It was easy to spot the headlines last week at the NFL owners meetings: Overtime and the Donovan McNabb trade saga. We've covered both relatively thoroughly here on this blog, so in lieu of a weekend mailbag, I'd like to take a look at a less alluring development that plenty of coaches nevertheless think will have a big impact on the game next season.
You might have heard the basics: The league has moved the position of the umpire from about five yards behind the defensive line to about 12 yards deep in the offensive backfield. Final details have yet to be worked out, but it's expected the umpire and referee essentially will flank the quarterback pocket. (I know this because Minnesota coach Brad Childress excitedly drew me a diagram on the final day of the meetings.)
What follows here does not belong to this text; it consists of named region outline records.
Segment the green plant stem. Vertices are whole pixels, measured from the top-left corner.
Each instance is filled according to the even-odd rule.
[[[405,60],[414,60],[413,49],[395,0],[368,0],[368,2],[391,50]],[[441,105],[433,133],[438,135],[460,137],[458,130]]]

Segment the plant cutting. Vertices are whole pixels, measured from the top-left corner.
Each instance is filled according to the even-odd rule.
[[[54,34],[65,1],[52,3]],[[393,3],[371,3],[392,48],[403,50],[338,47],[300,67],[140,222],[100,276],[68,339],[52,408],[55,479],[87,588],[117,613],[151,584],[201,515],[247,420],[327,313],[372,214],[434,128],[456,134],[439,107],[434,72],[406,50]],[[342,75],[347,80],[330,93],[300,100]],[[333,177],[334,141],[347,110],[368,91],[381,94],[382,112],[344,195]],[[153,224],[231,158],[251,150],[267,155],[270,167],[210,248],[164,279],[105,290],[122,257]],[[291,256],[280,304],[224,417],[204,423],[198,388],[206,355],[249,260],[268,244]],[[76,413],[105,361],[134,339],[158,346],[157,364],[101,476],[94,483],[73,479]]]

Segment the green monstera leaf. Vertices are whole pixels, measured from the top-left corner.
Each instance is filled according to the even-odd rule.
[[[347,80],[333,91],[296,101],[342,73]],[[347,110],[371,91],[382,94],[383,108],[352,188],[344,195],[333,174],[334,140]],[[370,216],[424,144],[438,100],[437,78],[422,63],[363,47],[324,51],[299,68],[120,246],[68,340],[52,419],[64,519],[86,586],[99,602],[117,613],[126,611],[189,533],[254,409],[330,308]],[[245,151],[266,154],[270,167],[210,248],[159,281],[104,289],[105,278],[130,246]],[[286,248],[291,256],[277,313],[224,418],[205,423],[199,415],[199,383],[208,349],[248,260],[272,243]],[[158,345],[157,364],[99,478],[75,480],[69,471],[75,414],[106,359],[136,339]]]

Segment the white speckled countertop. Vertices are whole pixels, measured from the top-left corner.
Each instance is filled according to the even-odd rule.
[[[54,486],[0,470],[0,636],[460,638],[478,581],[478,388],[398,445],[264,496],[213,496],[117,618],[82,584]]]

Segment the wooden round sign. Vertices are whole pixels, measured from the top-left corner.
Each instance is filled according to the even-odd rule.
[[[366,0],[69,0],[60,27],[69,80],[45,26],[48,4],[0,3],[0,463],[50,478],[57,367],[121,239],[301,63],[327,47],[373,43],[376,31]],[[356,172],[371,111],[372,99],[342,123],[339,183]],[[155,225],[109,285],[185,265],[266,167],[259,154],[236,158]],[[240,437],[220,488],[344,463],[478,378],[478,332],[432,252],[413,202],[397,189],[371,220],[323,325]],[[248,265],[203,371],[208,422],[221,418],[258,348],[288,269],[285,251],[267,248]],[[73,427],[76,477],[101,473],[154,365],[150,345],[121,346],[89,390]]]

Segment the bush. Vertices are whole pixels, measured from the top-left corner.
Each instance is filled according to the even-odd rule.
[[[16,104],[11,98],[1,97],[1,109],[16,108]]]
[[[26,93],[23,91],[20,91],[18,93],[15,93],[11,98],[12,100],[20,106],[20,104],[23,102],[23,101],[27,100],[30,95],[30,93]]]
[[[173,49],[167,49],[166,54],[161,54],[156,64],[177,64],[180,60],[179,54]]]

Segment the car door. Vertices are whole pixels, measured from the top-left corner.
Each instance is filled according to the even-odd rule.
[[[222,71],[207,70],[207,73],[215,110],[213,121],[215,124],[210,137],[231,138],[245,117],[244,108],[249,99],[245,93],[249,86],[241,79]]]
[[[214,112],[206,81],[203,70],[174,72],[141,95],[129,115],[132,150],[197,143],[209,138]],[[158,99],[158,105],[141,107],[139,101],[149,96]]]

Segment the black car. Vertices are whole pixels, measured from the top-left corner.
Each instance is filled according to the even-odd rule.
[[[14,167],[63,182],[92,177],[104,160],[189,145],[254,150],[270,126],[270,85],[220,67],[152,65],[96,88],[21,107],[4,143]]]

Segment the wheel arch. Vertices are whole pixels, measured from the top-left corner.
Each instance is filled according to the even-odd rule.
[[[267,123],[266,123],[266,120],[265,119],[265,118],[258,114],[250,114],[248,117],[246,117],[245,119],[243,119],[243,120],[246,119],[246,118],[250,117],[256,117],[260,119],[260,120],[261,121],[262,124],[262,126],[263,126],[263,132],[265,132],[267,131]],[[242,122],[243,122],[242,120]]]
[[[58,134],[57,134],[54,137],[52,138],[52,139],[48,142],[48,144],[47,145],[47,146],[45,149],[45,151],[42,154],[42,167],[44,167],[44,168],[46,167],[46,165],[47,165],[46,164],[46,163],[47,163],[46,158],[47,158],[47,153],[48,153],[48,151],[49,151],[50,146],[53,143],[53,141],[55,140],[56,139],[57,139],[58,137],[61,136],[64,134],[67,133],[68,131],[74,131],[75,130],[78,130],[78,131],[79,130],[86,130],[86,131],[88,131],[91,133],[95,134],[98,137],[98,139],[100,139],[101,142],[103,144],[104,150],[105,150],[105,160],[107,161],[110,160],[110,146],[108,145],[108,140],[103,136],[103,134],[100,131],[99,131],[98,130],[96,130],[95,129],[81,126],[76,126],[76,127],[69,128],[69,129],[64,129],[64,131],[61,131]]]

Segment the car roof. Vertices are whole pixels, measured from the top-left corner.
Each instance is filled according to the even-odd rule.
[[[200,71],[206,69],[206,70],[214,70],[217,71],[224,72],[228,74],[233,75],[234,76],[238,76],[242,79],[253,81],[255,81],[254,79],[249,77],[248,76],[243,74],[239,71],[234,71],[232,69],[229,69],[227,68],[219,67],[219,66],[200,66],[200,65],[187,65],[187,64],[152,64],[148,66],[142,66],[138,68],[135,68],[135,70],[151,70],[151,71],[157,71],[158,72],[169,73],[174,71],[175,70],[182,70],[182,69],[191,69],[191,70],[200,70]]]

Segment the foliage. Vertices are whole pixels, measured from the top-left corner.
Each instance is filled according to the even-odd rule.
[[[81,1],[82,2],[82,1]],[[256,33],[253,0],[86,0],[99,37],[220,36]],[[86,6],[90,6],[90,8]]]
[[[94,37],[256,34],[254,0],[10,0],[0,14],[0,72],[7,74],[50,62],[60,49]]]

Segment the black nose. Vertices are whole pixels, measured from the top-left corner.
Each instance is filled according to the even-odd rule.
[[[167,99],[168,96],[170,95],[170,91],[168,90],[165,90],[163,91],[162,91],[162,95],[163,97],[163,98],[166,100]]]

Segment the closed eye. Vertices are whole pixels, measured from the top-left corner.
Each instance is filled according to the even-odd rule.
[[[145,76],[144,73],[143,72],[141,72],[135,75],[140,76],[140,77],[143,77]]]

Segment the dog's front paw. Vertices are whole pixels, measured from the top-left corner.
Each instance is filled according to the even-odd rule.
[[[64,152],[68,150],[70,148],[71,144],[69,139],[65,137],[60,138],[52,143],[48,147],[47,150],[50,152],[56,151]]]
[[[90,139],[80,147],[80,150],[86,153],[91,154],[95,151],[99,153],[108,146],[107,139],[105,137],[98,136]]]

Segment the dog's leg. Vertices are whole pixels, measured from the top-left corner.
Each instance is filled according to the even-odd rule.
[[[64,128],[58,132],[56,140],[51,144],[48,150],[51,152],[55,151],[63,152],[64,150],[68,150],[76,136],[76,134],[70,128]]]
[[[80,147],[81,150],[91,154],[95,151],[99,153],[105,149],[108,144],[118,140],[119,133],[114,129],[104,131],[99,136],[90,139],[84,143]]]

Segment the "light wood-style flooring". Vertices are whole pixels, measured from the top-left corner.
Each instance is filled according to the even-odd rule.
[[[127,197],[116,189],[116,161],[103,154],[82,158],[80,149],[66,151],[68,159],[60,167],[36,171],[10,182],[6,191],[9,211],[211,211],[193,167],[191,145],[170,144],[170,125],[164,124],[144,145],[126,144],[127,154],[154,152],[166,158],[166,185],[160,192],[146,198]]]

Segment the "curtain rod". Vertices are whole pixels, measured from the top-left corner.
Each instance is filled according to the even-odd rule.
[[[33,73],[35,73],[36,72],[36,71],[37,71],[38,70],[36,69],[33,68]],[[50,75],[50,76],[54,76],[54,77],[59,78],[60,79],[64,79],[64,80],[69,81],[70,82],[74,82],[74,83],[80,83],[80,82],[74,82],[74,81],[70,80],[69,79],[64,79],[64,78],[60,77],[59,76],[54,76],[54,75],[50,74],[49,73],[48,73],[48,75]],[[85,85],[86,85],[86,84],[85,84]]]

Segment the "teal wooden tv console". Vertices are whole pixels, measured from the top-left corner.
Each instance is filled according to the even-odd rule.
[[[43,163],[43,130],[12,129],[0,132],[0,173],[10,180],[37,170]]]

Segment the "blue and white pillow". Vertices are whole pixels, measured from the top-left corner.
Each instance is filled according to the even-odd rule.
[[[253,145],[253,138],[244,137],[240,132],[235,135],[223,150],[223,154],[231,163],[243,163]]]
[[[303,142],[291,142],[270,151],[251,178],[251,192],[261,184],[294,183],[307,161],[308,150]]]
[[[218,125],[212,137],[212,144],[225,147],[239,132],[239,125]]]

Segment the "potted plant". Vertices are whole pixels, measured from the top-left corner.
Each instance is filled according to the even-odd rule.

The motivating factor is preserving the health of umpires, who were knocked down more than 100 times in 2009. But I spoke with two NFC North coaches about the change, Childress and Green Bay's Mike McCarthy, and both believe it will help the passing game and perhaps offer quarterbacks better protection as well.
"It's a great change," McCarthy said.
My first reaction was that teams will lose the opportunity to run pick plays using the umpire, which we all know happened regularly. But as Childress pointed out, "that area will be wide open now." Think of it like the end of a highway traffic jam caused by a lane closure. As soon as the lane opens, everyone starts flying. Receivers will be able to sprint through routes without worrying about colliding with the referee.
"That's a big deal to the passing game," Childress said. I asked him if it was a bigger deal than losing pick plays. "I think it is," Childress said. "Definitely."
Among other things, it will remove a stationary object from a quarterback's vision. McCarthy noted that that plenty of incomplete passes over the years have resulted from quarterbacks trying to throw around or over the umpire.
"You have to coach your quarterback," McCarthy said. "I've seen [Joe] Montana hit the guy right in the nose with the ball. You've got to play like he's not there because I've also seen quarterbacks miss the throw or get hit."
Logic suggests at least three additional consequences of having two officials in the backfield:
More offensive holding penalties
Less defensive holding penalties (when a defensive lineman holds an offensive lineman to prevent him from pulling)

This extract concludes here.